Sunday, February 5, 2012

Who am I?

Who are you, and what do you want to do for you?

This is a question that my friend Lisa asked me last weekend. I had no clue as to how to answer her. I have been Mr. Bob's daughter, who has taken care of him for three years. That has been my identity for so long, I have no idea who I am, other than that.

So, today I woke up and said I am Julie Boland, wife and mother, and I am going to start this new phase of my life by being the best wife and mother, that I can be. I am going to get back to making my jewelry, because I have missed that creative outlet very badly. I am going to finish painting the whole house, because I have been in the process of that for the last three years, and haven't been able to finish. I am going to take some time, every single day, and do something for me - what that may be, I have no idea yet, but there will be something. I am going to start reading again. I haven't had the time to just sit and read a book, at my leisure for a long time. I have had to speed read, and that is not the way to read a good book. I am going to take time and visit my friends, who I haven't seen in ages. I am going to actually be able to plan ahead, and make plans for whatever I want to do, without worrying about whether Daddy will need me or not.

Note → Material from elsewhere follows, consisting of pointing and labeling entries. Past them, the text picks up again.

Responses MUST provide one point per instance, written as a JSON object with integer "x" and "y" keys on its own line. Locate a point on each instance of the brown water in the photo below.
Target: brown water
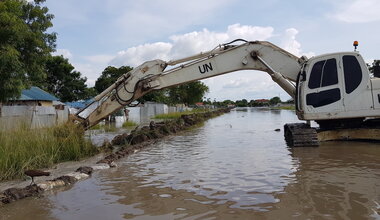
{"x": 234, "y": 167}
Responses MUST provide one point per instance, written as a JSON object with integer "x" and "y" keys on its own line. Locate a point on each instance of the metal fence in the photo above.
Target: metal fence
{"x": 12, "y": 117}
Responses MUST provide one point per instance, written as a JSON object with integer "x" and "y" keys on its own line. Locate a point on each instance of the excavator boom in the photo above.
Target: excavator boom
{"x": 281, "y": 65}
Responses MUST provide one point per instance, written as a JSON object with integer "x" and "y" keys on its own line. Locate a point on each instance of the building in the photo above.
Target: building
{"x": 35, "y": 108}
{"x": 33, "y": 97}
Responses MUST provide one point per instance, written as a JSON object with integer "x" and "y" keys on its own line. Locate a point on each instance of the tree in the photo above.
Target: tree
{"x": 24, "y": 45}
{"x": 63, "y": 81}
{"x": 109, "y": 75}
{"x": 274, "y": 100}
{"x": 188, "y": 93}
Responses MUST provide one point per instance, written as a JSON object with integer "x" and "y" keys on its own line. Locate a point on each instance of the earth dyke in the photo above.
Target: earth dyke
{"x": 127, "y": 144}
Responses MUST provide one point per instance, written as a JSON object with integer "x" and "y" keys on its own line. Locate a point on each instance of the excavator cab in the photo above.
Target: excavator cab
{"x": 334, "y": 86}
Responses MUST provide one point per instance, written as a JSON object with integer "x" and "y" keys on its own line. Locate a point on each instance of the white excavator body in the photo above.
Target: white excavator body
{"x": 332, "y": 89}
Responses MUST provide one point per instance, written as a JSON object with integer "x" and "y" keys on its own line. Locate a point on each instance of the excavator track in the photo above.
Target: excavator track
{"x": 300, "y": 135}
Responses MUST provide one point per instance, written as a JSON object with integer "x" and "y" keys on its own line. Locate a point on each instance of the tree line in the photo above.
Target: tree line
{"x": 26, "y": 59}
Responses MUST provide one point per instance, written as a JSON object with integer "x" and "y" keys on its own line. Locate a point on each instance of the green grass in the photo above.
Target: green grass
{"x": 129, "y": 124}
{"x": 105, "y": 127}
{"x": 286, "y": 107}
{"x": 24, "y": 148}
{"x": 175, "y": 115}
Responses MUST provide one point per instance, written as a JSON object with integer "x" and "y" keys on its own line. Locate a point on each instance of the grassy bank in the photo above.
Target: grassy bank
{"x": 24, "y": 148}
{"x": 175, "y": 115}
{"x": 286, "y": 107}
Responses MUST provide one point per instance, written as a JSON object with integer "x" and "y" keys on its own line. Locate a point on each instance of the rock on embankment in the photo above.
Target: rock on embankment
{"x": 136, "y": 140}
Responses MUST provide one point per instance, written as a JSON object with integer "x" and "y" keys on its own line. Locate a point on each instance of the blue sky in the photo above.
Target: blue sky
{"x": 93, "y": 34}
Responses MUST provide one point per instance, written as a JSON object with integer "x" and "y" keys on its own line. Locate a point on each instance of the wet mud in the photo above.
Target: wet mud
{"x": 128, "y": 144}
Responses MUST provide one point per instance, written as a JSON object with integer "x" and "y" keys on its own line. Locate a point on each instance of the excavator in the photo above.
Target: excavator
{"x": 335, "y": 90}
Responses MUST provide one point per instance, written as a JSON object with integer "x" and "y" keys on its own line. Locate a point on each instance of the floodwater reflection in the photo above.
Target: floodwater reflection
{"x": 235, "y": 166}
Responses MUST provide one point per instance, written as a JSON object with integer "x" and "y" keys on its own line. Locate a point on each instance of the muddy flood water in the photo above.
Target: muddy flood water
{"x": 235, "y": 166}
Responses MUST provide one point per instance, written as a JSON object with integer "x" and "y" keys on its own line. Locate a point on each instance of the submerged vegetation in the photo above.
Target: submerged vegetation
{"x": 25, "y": 148}
{"x": 175, "y": 115}
{"x": 129, "y": 124}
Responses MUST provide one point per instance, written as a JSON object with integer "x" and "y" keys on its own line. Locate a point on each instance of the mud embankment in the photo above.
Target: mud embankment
{"x": 128, "y": 144}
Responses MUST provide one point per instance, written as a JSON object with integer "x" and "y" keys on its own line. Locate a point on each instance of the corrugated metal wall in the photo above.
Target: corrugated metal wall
{"x": 12, "y": 117}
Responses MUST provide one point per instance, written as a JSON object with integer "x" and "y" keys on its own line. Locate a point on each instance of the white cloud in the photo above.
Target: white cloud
{"x": 135, "y": 56}
{"x": 358, "y": 11}
{"x": 64, "y": 52}
{"x": 237, "y": 85}
{"x": 290, "y": 44}
{"x": 189, "y": 44}
{"x": 138, "y": 19}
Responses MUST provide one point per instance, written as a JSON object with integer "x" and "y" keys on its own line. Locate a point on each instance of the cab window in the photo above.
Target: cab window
{"x": 352, "y": 73}
{"x": 324, "y": 73}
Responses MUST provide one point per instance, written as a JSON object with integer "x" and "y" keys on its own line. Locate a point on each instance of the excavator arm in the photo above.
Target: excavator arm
{"x": 282, "y": 66}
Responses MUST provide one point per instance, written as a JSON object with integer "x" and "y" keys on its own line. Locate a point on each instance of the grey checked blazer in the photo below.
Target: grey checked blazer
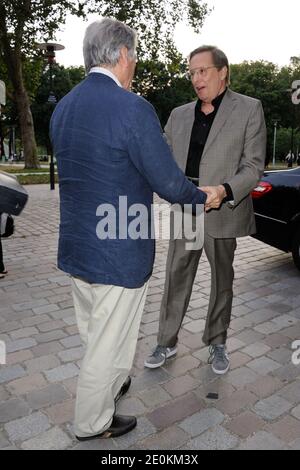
{"x": 234, "y": 153}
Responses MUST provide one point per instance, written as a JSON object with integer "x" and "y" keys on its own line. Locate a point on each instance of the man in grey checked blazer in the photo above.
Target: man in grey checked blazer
{"x": 218, "y": 140}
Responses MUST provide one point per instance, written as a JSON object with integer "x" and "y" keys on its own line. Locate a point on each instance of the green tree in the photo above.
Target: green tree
{"x": 63, "y": 80}
{"x": 23, "y": 22}
{"x": 270, "y": 84}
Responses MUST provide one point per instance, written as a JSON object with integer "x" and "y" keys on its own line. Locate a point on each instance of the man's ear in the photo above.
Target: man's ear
{"x": 224, "y": 73}
{"x": 124, "y": 55}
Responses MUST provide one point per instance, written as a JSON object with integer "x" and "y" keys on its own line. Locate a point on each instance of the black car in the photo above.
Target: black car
{"x": 276, "y": 203}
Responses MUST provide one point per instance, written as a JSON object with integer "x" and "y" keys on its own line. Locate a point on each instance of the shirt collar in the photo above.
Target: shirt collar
{"x": 106, "y": 72}
{"x": 216, "y": 102}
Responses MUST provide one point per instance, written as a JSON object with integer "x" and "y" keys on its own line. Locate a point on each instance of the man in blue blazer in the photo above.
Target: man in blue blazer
{"x": 109, "y": 146}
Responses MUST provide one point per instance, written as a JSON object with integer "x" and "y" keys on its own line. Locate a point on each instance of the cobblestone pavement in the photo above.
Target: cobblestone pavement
{"x": 259, "y": 399}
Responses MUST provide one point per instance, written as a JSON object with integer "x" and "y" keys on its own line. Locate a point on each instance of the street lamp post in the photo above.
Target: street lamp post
{"x": 274, "y": 144}
{"x": 50, "y": 48}
{"x": 295, "y": 97}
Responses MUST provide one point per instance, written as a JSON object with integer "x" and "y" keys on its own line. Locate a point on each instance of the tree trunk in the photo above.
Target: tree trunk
{"x": 27, "y": 128}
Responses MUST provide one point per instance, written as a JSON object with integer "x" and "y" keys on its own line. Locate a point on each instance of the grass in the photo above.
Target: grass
{"x": 14, "y": 169}
{"x": 35, "y": 179}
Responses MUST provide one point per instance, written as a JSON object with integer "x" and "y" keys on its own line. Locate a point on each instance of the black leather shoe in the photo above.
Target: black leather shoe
{"x": 124, "y": 389}
{"x": 120, "y": 425}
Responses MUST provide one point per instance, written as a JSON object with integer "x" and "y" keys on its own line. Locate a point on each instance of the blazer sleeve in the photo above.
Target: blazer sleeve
{"x": 168, "y": 131}
{"x": 253, "y": 159}
{"x": 152, "y": 156}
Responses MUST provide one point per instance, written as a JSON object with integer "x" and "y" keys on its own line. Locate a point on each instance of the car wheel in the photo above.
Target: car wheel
{"x": 296, "y": 249}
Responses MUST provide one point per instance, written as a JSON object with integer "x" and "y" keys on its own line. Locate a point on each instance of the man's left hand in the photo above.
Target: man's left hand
{"x": 215, "y": 196}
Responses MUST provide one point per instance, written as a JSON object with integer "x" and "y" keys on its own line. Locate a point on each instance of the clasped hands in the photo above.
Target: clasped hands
{"x": 215, "y": 196}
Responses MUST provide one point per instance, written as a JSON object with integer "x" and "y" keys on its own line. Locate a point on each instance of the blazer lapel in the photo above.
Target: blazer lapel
{"x": 226, "y": 108}
{"x": 189, "y": 119}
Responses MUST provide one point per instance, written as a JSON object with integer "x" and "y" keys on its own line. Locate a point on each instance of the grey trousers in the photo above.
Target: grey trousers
{"x": 181, "y": 270}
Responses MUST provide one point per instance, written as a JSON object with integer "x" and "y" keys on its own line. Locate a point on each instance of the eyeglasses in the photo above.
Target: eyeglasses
{"x": 201, "y": 72}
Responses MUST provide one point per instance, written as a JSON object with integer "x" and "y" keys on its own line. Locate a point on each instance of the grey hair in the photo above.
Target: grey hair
{"x": 220, "y": 59}
{"x": 103, "y": 41}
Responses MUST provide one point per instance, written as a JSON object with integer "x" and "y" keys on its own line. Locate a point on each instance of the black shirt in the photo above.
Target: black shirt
{"x": 201, "y": 128}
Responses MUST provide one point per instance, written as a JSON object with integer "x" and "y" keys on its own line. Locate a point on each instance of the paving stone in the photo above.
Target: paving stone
{"x": 171, "y": 438}
{"x": 177, "y": 410}
{"x": 3, "y": 394}
{"x": 61, "y": 373}
{"x": 20, "y": 344}
{"x": 42, "y": 363}
{"x": 287, "y": 373}
{"x": 200, "y": 422}
{"x": 296, "y": 412}
{"x": 180, "y": 366}
{"x": 295, "y": 445}
{"x": 8, "y": 373}
{"x": 47, "y": 348}
{"x": 28, "y": 427}
{"x": 264, "y": 386}
{"x": 50, "y": 395}
{"x": 276, "y": 340}
{"x": 256, "y": 350}
{"x": 35, "y": 320}
{"x": 291, "y": 392}
{"x": 181, "y": 385}
{"x": 245, "y": 424}
{"x": 272, "y": 408}
{"x": 61, "y": 413}
{"x": 3, "y": 441}
{"x": 71, "y": 341}
{"x": 219, "y": 387}
{"x": 238, "y": 359}
{"x": 23, "y": 333}
{"x": 263, "y": 365}
{"x": 54, "y": 439}
{"x": 154, "y": 397}
{"x": 26, "y": 384}
{"x": 239, "y": 378}
{"x": 195, "y": 326}
{"x": 13, "y": 409}
{"x": 149, "y": 378}
{"x": 287, "y": 429}
{"x": 144, "y": 429}
{"x": 72, "y": 354}
{"x": 50, "y": 336}
{"x": 262, "y": 441}
{"x": 18, "y": 357}
{"x": 131, "y": 406}
{"x": 236, "y": 402}
{"x": 216, "y": 439}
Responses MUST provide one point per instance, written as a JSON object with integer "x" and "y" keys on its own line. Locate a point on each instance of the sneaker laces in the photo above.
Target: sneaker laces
{"x": 216, "y": 351}
{"x": 158, "y": 351}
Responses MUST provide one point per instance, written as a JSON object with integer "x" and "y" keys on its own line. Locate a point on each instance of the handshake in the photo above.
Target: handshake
{"x": 215, "y": 196}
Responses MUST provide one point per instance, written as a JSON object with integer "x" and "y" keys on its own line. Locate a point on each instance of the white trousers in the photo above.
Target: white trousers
{"x": 108, "y": 319}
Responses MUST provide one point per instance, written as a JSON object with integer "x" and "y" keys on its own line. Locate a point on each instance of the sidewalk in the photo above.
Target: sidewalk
{"x": 259, "y": 399}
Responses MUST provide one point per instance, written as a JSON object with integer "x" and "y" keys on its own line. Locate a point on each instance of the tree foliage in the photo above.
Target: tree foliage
{"x": 23, "y": 23}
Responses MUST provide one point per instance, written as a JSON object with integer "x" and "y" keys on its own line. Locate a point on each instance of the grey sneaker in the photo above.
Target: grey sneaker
{"x": 218, "y": 358}
{"x": 159, "y": 356}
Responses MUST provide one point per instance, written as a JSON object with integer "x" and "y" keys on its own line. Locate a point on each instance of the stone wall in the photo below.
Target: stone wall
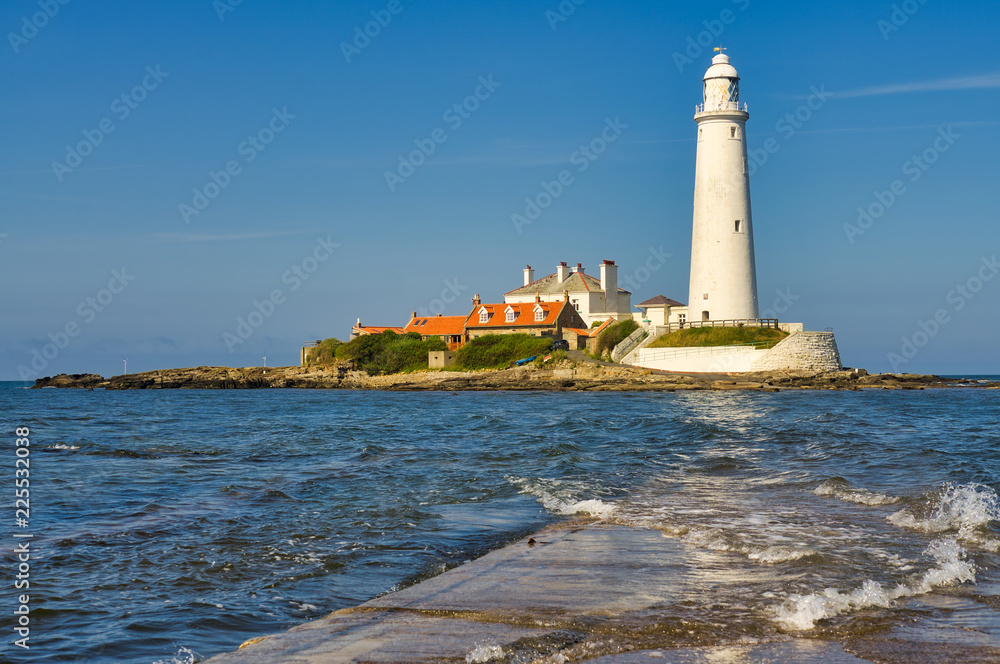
{"x": 806, "y": 351}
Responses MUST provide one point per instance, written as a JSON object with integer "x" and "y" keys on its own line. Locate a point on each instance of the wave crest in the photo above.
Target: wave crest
{"x": 842, "y": 490}
{"x": 800, "y": 612}
{"x": 557, "y": 499}
{"x": 963, "y": 509}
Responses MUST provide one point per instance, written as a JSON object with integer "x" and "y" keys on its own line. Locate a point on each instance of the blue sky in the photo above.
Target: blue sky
{"x": 118, "y": 114}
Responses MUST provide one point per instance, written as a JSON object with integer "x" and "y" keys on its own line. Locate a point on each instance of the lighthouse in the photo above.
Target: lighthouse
{"x": 723, "y": 274}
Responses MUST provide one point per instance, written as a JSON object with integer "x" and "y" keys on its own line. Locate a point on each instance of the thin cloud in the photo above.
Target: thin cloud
{"x": 221, "y": 237}
{"x": 983, "y": 82}
{"x": 865, "y": 130}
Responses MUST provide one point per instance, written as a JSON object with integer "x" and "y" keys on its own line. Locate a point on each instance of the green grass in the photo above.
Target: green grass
{"x": 324, "y": 353}
{"x": 389, "y": 353}
{"x": 614, "y": 334}
{"x": 495, "y": 351}
{"x": 760, "y": 337}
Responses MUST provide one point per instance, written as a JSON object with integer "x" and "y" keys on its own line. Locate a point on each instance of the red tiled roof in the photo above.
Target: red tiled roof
{"x": 592, "y": 332}
{"x": 524, "y": 314}
{"x": 437, "y": 325}
{"x": 372, "y": 329}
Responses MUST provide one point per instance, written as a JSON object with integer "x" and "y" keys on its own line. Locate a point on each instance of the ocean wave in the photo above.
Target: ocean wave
{"x": 839, "y": 488}
{"x": 183, "y": 656}
{"x": 483, "y": 654}
{"x": 965, "y": 509}
{"x": 715, "y": 539}
{"x": 557, "y": 499}
{"x": 800, "y": 612}
{"x": 62, "y": 446}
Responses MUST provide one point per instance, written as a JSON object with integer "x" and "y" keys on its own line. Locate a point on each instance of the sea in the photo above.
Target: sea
{"x": 169, "y": 526}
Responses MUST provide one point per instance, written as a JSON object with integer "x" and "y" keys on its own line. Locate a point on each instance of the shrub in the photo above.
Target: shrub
{"x": 614, "y": 334}
{"x": 495, "y": 351}
{"x": 323, "y": 353}
{"x": 389, "y": 352}
{"x": 720, "y": 336}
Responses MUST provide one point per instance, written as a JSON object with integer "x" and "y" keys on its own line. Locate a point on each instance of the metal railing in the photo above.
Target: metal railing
{"x": 725, "y": 106}
{"x": 736, "y": 322}
{"x": 652, "y": 355}
{"x": 627, "y": 344}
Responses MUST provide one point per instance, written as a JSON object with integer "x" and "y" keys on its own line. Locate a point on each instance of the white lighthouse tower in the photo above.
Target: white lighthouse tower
{"x": 723, "y": 275}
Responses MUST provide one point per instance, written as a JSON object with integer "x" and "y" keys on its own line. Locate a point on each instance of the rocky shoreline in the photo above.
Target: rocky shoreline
{"x": 566, "y": 376}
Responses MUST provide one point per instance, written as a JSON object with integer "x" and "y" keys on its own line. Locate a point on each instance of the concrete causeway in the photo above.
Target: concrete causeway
{"x": 572, "y": 592}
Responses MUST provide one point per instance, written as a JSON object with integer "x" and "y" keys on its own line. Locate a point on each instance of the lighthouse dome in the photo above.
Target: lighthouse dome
{"x": 721, "y": 68}
{"x": 722, "y": 86}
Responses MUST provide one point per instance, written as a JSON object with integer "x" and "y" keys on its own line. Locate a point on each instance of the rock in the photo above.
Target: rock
{"x": 70, "y": 381}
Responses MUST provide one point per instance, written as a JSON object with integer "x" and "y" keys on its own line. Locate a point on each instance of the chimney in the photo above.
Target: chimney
{"x": 609, "y": 284}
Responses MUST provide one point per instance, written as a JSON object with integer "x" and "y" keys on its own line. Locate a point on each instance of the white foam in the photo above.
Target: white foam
{"x": 800, "y": 612}
{"x": 715, "y": 539}
{"x": 853, "y": 495}
{"x": 483, "y": 654}
{"x": 963, "y": 509}
{"x": 555, "y": 498}
{"x": 183, "y": 656}
{"x": 593, "y": 507}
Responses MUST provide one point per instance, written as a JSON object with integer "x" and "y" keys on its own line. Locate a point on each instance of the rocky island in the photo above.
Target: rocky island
{"x": 566, "y": 375}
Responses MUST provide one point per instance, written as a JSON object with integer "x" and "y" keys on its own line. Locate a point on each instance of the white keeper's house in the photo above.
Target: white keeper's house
{"x": 596, "y": 300}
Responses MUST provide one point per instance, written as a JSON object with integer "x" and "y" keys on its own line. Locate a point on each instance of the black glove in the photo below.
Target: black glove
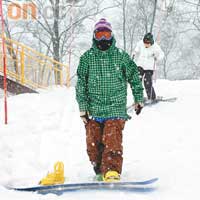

I still have to clean out Daddy's house, shop, attic, and all the rest of the stuff down at his property - and believe me, there is a LOT of it. But, I am going to look at it in a different manner, than I have been looking at it. I am going to find things that bring back wonderful memories of Momma and Daddy, instead of Oh God, all this stuff. I am going to cuss both of them for keeping some of the things they kept for so many years! :0)

I am going into this new phase of my life, every day, with a smile on my face. That smile may not last all day during this time of healing and reflection, but I will start out that way. I know I did the best I could for Daddy, and busted my ass to make sure his last wishes were honored. I can sleep at night, knowing I did the right thing, in the right way, for me.

So the question again.. Who am I and what do I want to do for me? I am in the process of finding that out, and I am determined to enjoy it, every single step of the way.. falls and all!